I read about tank won't fire anymore problems, and my initial reaction is also along the "must be the battery" lines, However, the details you've given us don't actually quite line up with issues from a single battery's pin being squished down. I want to make sure I'm correctly understanding this situation.
- Your mini aerotank used to work on multiple ego-threaded batteries/mods but doesn't behave correctly anymore on any of your batteries, right?
- You tried changing the core/head but that didn't fix it, right?
Does the "new" core/head you've tried instead appear to be the exact same size as the old, suspect one(total height and width, heights and widths of the various sections, etc. - all that looks an exact match vs. just kinda alike?) Were they both from the same pack of refills? I'm asking to rule out the possibility that you've somehow managed to get an incompatible type of new core in there by mistake. Were the coils brand new, brand name? Are you using clone replacements? Are they already used, and you're cleaning and/or rebuilding them some way or other?

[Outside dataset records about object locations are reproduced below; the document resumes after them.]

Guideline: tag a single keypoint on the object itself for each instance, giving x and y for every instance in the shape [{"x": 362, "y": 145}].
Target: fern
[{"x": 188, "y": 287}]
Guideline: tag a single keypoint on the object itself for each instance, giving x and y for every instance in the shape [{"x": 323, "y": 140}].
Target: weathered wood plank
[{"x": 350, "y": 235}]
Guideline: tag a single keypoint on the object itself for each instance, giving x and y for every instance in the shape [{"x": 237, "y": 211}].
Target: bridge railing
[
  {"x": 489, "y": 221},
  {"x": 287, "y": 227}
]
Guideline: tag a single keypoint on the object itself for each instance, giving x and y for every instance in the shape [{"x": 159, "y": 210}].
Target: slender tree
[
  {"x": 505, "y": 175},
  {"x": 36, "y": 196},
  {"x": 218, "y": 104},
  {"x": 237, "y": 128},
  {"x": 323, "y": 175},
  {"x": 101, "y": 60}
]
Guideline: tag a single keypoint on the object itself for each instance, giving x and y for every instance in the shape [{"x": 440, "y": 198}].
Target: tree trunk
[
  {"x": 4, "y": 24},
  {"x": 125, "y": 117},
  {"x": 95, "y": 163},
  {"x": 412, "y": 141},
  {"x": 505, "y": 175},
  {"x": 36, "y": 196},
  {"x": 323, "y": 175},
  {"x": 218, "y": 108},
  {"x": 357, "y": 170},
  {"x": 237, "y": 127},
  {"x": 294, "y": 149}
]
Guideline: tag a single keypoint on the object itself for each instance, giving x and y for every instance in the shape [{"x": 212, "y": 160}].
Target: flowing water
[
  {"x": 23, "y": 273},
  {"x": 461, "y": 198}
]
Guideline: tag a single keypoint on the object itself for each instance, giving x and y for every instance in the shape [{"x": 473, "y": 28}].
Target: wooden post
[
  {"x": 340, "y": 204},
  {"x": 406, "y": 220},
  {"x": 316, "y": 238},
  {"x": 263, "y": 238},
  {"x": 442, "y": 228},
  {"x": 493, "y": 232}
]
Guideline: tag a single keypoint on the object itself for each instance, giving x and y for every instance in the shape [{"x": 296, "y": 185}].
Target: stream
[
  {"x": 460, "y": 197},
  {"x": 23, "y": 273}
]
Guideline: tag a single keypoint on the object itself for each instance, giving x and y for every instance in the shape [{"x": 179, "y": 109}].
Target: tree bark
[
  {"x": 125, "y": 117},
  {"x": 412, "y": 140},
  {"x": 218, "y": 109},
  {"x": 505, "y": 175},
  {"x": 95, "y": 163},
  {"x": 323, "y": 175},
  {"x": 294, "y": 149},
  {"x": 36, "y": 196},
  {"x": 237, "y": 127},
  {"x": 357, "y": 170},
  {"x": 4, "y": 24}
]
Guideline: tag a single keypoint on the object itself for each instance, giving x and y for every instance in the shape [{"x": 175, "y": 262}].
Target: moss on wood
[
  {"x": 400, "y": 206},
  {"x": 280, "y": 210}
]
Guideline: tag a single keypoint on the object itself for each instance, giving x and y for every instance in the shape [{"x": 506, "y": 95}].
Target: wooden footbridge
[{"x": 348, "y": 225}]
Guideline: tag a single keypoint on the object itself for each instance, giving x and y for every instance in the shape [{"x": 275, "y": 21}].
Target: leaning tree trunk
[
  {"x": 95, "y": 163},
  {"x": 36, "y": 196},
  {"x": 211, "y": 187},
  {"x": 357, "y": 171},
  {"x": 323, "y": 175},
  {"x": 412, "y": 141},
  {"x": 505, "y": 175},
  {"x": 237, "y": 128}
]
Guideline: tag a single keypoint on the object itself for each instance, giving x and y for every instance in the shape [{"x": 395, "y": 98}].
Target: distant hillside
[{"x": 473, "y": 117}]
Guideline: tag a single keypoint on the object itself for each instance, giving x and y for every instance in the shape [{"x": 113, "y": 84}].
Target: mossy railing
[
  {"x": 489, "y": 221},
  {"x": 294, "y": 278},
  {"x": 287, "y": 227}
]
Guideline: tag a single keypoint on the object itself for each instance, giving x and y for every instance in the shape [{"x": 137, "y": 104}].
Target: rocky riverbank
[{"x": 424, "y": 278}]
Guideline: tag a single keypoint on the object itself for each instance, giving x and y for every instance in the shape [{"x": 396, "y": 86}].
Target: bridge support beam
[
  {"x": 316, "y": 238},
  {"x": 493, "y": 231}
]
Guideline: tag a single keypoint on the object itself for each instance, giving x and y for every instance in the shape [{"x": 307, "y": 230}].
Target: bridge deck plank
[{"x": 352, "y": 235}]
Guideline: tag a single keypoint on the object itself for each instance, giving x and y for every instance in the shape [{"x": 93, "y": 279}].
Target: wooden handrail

- The "ill get one puff and then nothing" behavior you mentioned earlier - is that consistent behavior? When you try various fixes, do you always get one puff and then no more, or sometimes does it fail in a different way, e.g. not even that single puff or a few puffs before nothing? I'm asking in case there are details that give hints to the problem's source, but it's understandable if you can't remember for sure what worked how and when.

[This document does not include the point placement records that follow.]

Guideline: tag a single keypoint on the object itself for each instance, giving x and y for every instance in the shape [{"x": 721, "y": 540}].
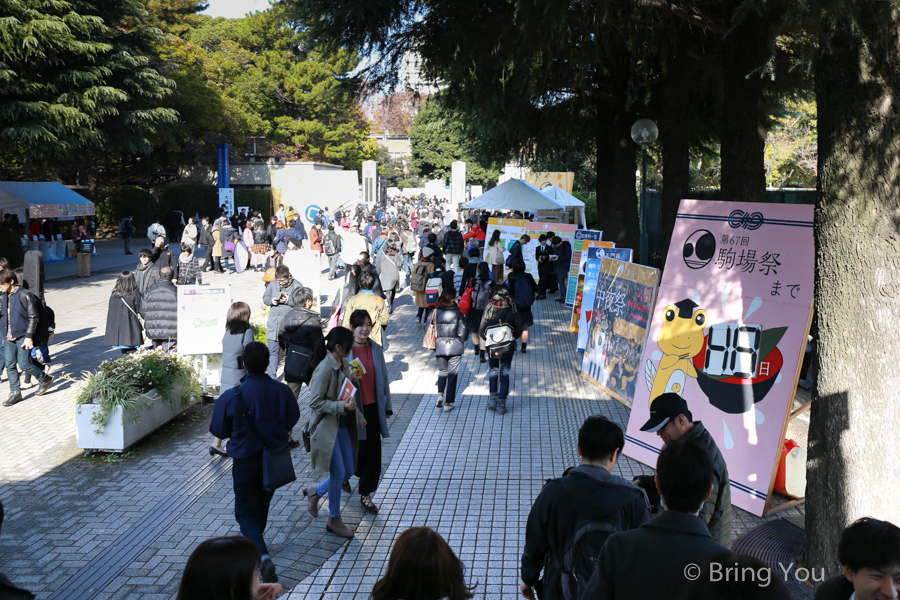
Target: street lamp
[{"x": 644, "y": 132}]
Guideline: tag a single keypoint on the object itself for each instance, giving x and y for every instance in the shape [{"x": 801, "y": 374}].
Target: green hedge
[
  {"x": 11, "y": 248},
  {"x": 204, "y": 199}
]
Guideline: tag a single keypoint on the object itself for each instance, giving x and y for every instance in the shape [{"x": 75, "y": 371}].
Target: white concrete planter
[{"x": 119, "y": 432}]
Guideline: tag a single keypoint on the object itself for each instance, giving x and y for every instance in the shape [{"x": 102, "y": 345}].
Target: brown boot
[
  {"x": 313, "y": 499},
  {"x": 337, "y": 527}
]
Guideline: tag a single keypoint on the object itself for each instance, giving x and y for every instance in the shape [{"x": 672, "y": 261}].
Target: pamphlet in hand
[
  {"x": 345, "y": 394},
  {"x": 357, "y": 369}
]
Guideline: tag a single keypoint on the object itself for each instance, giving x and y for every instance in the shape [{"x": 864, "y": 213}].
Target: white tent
[
  {"x": 567, "y": 201},
  {"x": 44, "y": 199},
  {"x": 513, "y": 194}
]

- The failure details are exactly the same on different batteries/mods you try, or is the failure slightly different from one battery to another?
Please answer as many of those questions as you can. Also, more details about the models/brands of the batteries/mods you're using with this uppity mini aerotank might be useful. Could we have those, too, please?
Maybe one is a model that reads Ohms, too? *fingers crossed*
If it was the rather common issue of a squished down pin on a battery then I wouldn't think you'd get failures when trying to use the tank/atty on the other batteries, too. Unless you somehow managed to squish
all your battery pins at an equal rate over time to result in them failing together. Seems unlikely. Similarly, while rechargeable batteries DO wear out and stop holding a charge eventually, it seems unlikely you've managed to max out each of their rechargeable lives at once. Hmm, I mean
zero offense by asking this, but ... the batteries you're testing on ... they're all recharged, right? This isn't a case of you've managed to slowly use up the charge on all of them over time without getting them charged back up? An ego battery very near the lower end of it's charge could certainly behave like giving one puff and then stopping. Do you use the same charger for all your batteries? Could it be an issue with a failed charger giving a false indication of a finished charge? Any chance you have a multimeter or something around to test DC voltage in the range of say, 1-10 V? It needn't be anything suitable for higher voltages or AC for our purposes here.
If it was a problem with the installed core then changing the core should've solved the problem or at least changed it. Unless you've got a whole batch of wonky cores. Too low a resistance on the coils and ego batteries' protection circuits should simply refuse to fire it at all; that's the safety circuitry. Too high a resistance and you'd get effects more like it taking a really long time to produce just a little bit of mist. "One puff and then nothing" could, theoretically, be a case of the coil quickly burning out, like a circuit box fuse when you plug too much in or an outlet gets wet or something. But with the problem appearing over multiple stock cores and ego batteries ... this, too, seems unlikely.
One random thought ... on the stock Kanger cores I've seen/used with my mini Aerotank, there's a little rubbery o-ring just below the table of the core. It's meant to serve as a seal between the aerotank's base and the bottom of the core, just around those threads where you screw the core into the base. Is it possible you've somehow managed to get an extra one, perhaps from removing an old core, stuck on the base? Could there be more than one of those little o-ring seals trying to stack/squish on top of each other when you screw new cores in now? Such a situation
might create an issue where it's actually the positive post/plug/pin at the bottom center of your assembled tank which sort of "creeps up" instead of the battery's positive pin "creeping down." Seems a very long shot, but check for an extra o-ring stuck in the base while you're checking other stuff?
I'm sitting here with my working tanks and mods, finding your problem perplexing yet interesting. I'm curious to find out what's going wrong! But I suspect I'd be a lot more anxious vs. fascinated if the problem was restricting my own ability to vape. You do have my sympathies! GOOD LUCK!